Whether you liked Woody Allen’s movies up until now or not this documentary series by HBO will make you never look at him the same as before.
The notorious relationship between Woody Allen and Mia Farrow and their family is being explored and told as a story, in a four-part documentary for HBO from March. Kirby Dick and Amy Ziering, Oscar-nominated documentarians were directing the series which got the title “Allen v. Farrow”. The feature is a fascinating deep dive into a case that has been all over the media for almost 30 years, namely the accusation that Allen had sexually abused his adopted daughter, Dylan when she was 7 years old.
Allen has denied the allegation. A bitter custody battle followed and it was revealed later that Allen had been having a relationship with Farrow’s other adopted daughter Soon-Yi Previn, who he eventually married.
New investigative work appears before the public, pieced together from intimate home-movie footage, court documents, police evidence, descriptive video- and audio tapes which were never heard before. Besides this new evidence there is exclusive, in-depth interviews on the subject with Mia Farrow, Dylan Farrow, Ronan Farrow, family friend Carly Simon, prosecutor Frank Maco, relatives, investigators, experts and other first-hand eyewitnesses. Many of these new bystanders are speaking publicly about the events for the first time.
HBO debuted the first episode of the series on 21st of February, with new parts airing on subsequent Sundays.
The first episode primarily serves as introduction, walking us through how Allen and Mia Farrow met in 1980. By then, Farrow had already built a large family via childbirth and adoption, and she recalls that Allen told her that he had not been interested in raising kids (although it was already 7 kids in the household). Then Mia adopted Dylan in 1985, shortly after she was born, and everything changed.

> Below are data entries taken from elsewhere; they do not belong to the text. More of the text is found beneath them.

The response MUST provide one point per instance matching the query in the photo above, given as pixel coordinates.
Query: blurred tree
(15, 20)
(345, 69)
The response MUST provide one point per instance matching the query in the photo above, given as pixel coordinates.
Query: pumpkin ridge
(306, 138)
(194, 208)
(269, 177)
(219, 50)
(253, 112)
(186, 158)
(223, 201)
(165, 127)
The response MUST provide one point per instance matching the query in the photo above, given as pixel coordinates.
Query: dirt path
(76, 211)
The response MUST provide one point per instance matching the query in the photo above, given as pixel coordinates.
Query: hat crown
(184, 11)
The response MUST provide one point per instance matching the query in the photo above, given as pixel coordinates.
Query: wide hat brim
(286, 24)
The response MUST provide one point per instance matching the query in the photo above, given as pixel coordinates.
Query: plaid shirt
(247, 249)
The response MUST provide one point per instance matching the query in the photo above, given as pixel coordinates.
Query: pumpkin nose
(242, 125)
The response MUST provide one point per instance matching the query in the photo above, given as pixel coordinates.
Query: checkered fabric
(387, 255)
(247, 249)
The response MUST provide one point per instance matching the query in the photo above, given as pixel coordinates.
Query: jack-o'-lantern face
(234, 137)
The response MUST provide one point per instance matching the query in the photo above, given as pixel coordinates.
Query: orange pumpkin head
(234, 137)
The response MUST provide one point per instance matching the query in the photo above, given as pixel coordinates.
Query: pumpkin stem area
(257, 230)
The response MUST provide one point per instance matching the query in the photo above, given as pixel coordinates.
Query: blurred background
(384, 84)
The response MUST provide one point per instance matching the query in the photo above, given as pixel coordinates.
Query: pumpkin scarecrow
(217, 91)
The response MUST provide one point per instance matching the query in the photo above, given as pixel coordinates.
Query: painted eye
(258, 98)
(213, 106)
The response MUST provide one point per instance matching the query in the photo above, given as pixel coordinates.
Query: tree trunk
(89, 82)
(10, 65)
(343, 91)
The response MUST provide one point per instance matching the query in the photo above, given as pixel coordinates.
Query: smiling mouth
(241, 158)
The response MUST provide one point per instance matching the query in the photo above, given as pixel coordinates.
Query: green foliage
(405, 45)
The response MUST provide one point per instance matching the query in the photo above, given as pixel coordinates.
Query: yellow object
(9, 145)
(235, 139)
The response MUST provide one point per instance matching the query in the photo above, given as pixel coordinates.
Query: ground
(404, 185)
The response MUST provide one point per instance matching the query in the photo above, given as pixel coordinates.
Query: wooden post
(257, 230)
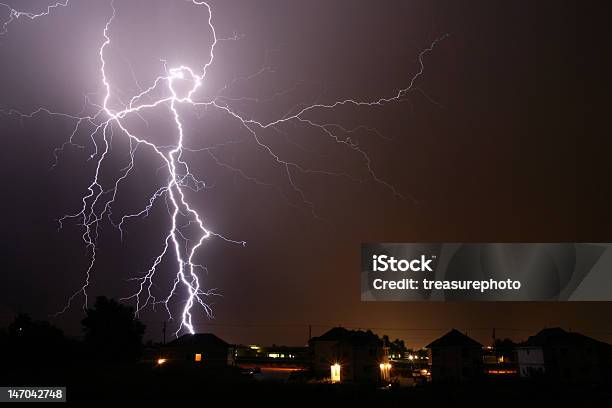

Allen immediately took a liking to Dylan, to the point where he often monopolized her time. And this continued even after Farrow and Allen’s biological son, Satchel (later known as Ronan) was born. In newly revealed interviews, Dylan remembers always being her father’s favourite and how his attention never let her go. Dylan’s brothers, Ronan Farrow and Fletcher Previn, confirm these memories, as do babysitters, friends, and more relatives. We can see a lot of home videos – made by Farrow, who was a dedicated documentarian of her children’s lives.
Those videos serve as the visual soundtrack to HBO’s docuseries. First the always happy children, including Dylan, running, reading or playing with each other or with family friends. Then the tone changes and we start to see limitless amount of film showing Allen and Dylan together. As someone describes how Allen would reportedly follow Dylan from room to room, the camera shows Woody following a young Dylan. A figure constantly on the sidelines of a home movie and it begins to feel very uncomfortable.
Other moments come in the first part of the series where you have to have strong guts to watch further. And probably it’s not getting any easier in the following episodes as well. And because the whole story is told from Dylan’s perspective, there probably won’t be any contrast to tone it down.
It’s part of the truth that Woody Allen continuously denied the accusations against him and that he has never been arrested or prosecuted over the allegation of sexual abuse by Dylan. But it made a huge impact on the industry around him. For example, his 2019 movie – “A Rainy Day in New York” with Timothee Chalamet, Jude Law, Elle Fanning, Rebecca Hall, Selena Gomez and others opened a path for actors to apologize in the media for working with Woody Allen.
Rebecca Hall publicly apologized to Dylan Farrow and she donated her salary from the film to charity, so did Timothee Chamalet, who also gave away his whole salary from the film to Time’s Up (fighting against sexual harassment), the LGBT Center in New York, and RAINN (the Rape, Abuse & Incest National Network).